Inauguration of the new National Wind Tunnel

Friday 13 Apr 18
The new National Wind Tunnel at DTU was inaugurated on Tuesday, 10 April by His Royal Highness Prince Joachim of Denmark.

Quoting Bob Dylan during his comments, the Prince said:

‘The answer is blowin’ in the wind—no, the answer is the wind’, said the prince in his speech before cutting the red ribbon which marked the official inauguration of the Poul La Cour Wind Tunnel at DTU Risø Campus.

In his address, DTU President Anders Bjarklev mentioned, among other things, how special the new wind tunnel is. Not only because it is one of the biggest university-owned tunnels in the world, or because the combination of test options makes the wind tunnel one of a kind. Its name, too, makes it very special.

“Generally, DTU doesn’t name or number its buildings. However, Poul la Cour was an exceptional man. He was a pioneer. That’s why the name Poul la Cour Tunnel is such a fitting tribute to Denmark’s first wind turbine pioneer,” Anders Bjarklev explained in his speech.

In use by September
Although the wind tunnel has already been inaugurated, it will be a few months yet before the wind tunnel can be put to serious use. A few more tests need to be run before the industry can really start using the wind tunnel.

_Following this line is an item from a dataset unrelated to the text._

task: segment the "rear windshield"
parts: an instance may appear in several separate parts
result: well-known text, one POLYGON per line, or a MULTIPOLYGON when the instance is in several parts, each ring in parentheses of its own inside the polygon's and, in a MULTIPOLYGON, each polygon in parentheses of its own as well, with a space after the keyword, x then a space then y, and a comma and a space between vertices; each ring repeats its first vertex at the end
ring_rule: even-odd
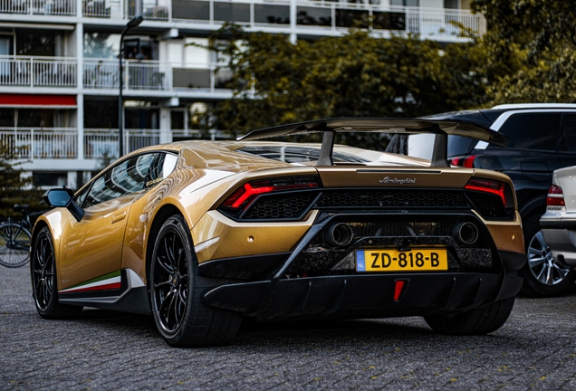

The wind tunnel has been in the works for a number of years, at a cost of EUR 11,5 million (DKK 85 million). Contributions were received from the Danish Agency for Science and Higher Education (UFM) in the amount of EUR 5,3 million, with EUR 537,000 from Region Zealand, while DTU paid EUR 5,5 million.

 

The Poul la Cour Tunnel

“The wind tunnel is a state-of-the-art and one-of-a-kind facility. The fact that it will be possible to expose a big part of the turbine blade to wind speeds of up to 105 metres per second and also measure noise makes the tunnel unique. The wind speed corresponds to three times a Category 1 hurricane,” says Christian Bak from DTU Wind Energy.


The Category 5 hurricane Katrina that struck New Orleans back in 2005 had wind speeds of about 78 metres per second. And even though New Orleans experienced a great deal of damage, the wind speed was not even close to the wind speed that can be reached in the new Poul la Cour Tunnel.